Recently I watched a movie about demons. Ostensibly it was about evil and the effect that evil had on a family. The plot involved a serial killer, his father, and his younger brother. The father and brother were also serial killers, but they claimed to be destroying demons under the direct command of God rather than killing human beings.

The older brother, in contrast, made no moral claims. The movie allows us to interpret him as a more or less normal child who was psychologically destroyed by the experience of living with, and finally killing, a pathological father.

You might suppose that my synopsis fully indicates just how messed up this movie plot could become, but you would be wrong.

As the movie progresses, more and more details hint at some sort of reality to the father's claim to be executing divine justice. At first we move have only unsupported statements about visions of angels, revealed lists of names of targets, and references to evil perpetrated by the targets (that is, by the supposed demons). Step by step we move from this to knowing details of child murder and the other targets' crimes and the inexplicable failure of surveillence camera to record the demon-killer's face.

The audience should discount most of these hints because they are presented by the younger brother who, as we said, is making the same claim for himself. The camera failure, by itself, would be inconclusive. What finally requires our attention is the younger brother identifying the FBI agent as a matricide and the agent's apparent, implied confession.
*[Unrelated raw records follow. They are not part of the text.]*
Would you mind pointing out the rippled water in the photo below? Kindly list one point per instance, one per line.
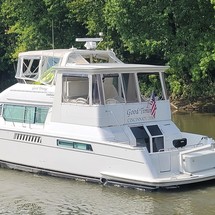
(26, 193)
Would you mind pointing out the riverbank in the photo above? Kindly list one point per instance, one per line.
(203, 105)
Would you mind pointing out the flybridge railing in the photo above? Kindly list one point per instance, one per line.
(90, 43)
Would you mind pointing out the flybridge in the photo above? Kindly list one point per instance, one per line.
(38, 66)
(90, 42)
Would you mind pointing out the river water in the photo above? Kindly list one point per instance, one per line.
(26, 193)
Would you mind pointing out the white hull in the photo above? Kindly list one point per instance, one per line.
(85, 114)
(126, 166)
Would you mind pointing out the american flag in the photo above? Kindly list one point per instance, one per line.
(152, 102)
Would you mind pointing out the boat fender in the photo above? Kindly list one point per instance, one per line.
(179, 143)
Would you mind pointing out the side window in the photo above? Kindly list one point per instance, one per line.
(149, 83)
(24, 114)
(130, 88)
(74, 145)
(97, 93)
(113, 89)
(30, 68)
(157, 138)
(76, 89)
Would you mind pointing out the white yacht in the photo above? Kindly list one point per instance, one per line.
(85, 114)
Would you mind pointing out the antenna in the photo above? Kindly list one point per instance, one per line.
(52, 34)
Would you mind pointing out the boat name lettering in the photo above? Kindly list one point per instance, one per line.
(138, 111)
(39, 88)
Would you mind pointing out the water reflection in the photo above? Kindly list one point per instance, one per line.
(196, 122)
(25, 193)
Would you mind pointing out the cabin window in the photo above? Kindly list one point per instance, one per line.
(130, 87)
(24, 114)
(30, 68)
(97, 93)
(142, 138)
(157, 138)
(149, 83)
(76, 89)
(74, 145)
(113, 89)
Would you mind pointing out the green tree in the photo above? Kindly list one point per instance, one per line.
(32, 23)
(178, 32)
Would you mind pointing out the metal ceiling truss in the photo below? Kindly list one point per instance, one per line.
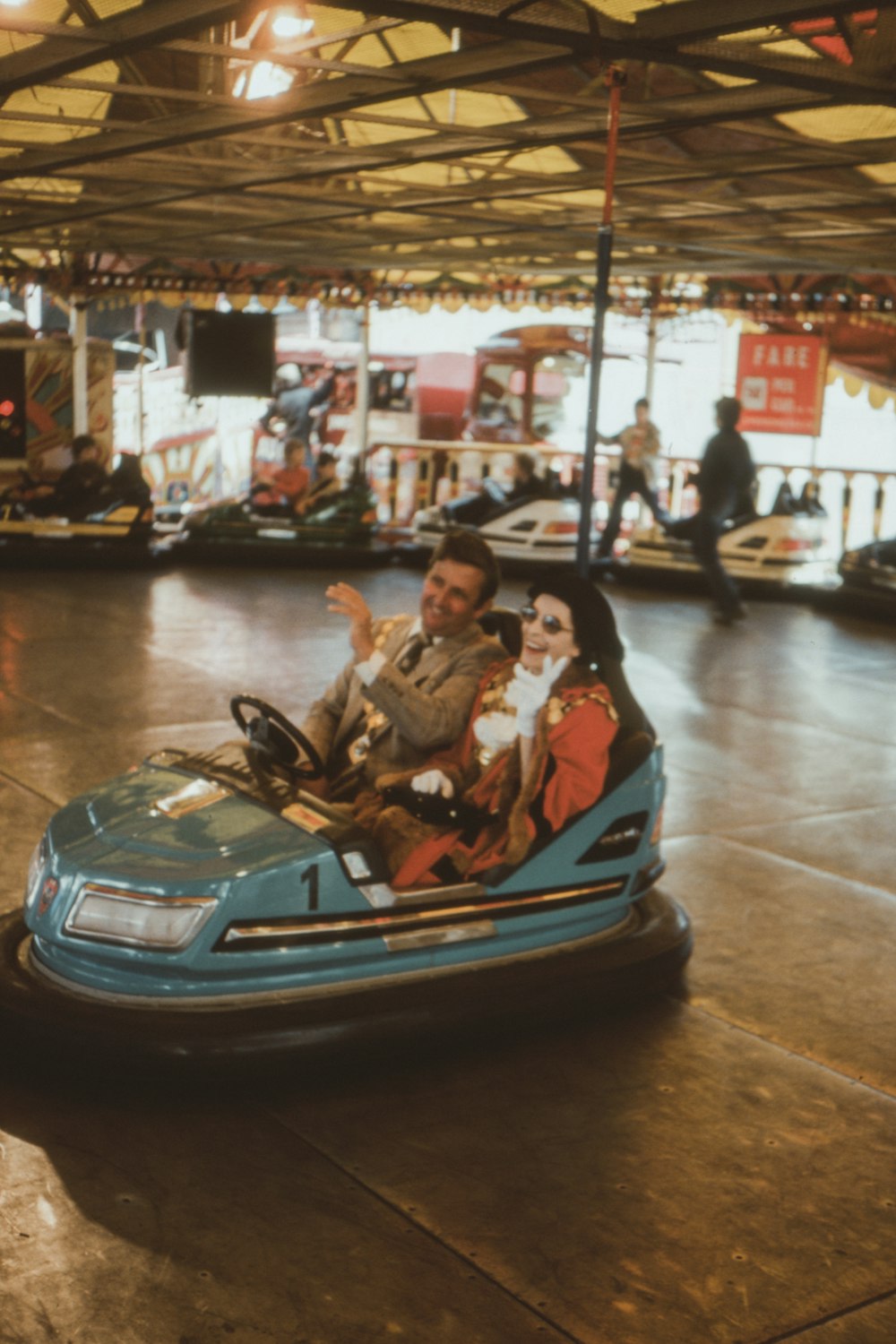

Here, then, is the crux of the problem. If the father and younger brother are merely psychopathic, how are these revelations about their victims to be explained? (Not to the mention the TV monitor.) One would need to step outside of the artistic evidence and make up an explanation from whole cloth. That might be the most believable result, but it would say nothing about the movie's message.

On the other hand, if they truly are sent by God, if the father's self-interpretation is true, then the evils that are being addressed were performed by demons who are not human beings. If this were so, then we have done away with human sin, repentence, forgiveness, and salvation. Besides that, we do not know the God who is being portrayed by the film, a God who acts through lies and killing, in secret.

A third possibility is that the father was never in touch with God but that the evil-doers were revealed to him by the devil. The demons are destroying each other. We would then quote Jesus quoting the proverb that a house divided against itself cannot stand.

It is the movie which cannot stand. Technically competent and psychologically engaging, but it's intellectual foundation is vapor. The plot presumes aspects of Christian theology but then proceeds in contrary directions. It cannot stand within the logic of Christian revelation nor can it stand on its own, without Christianity as its background.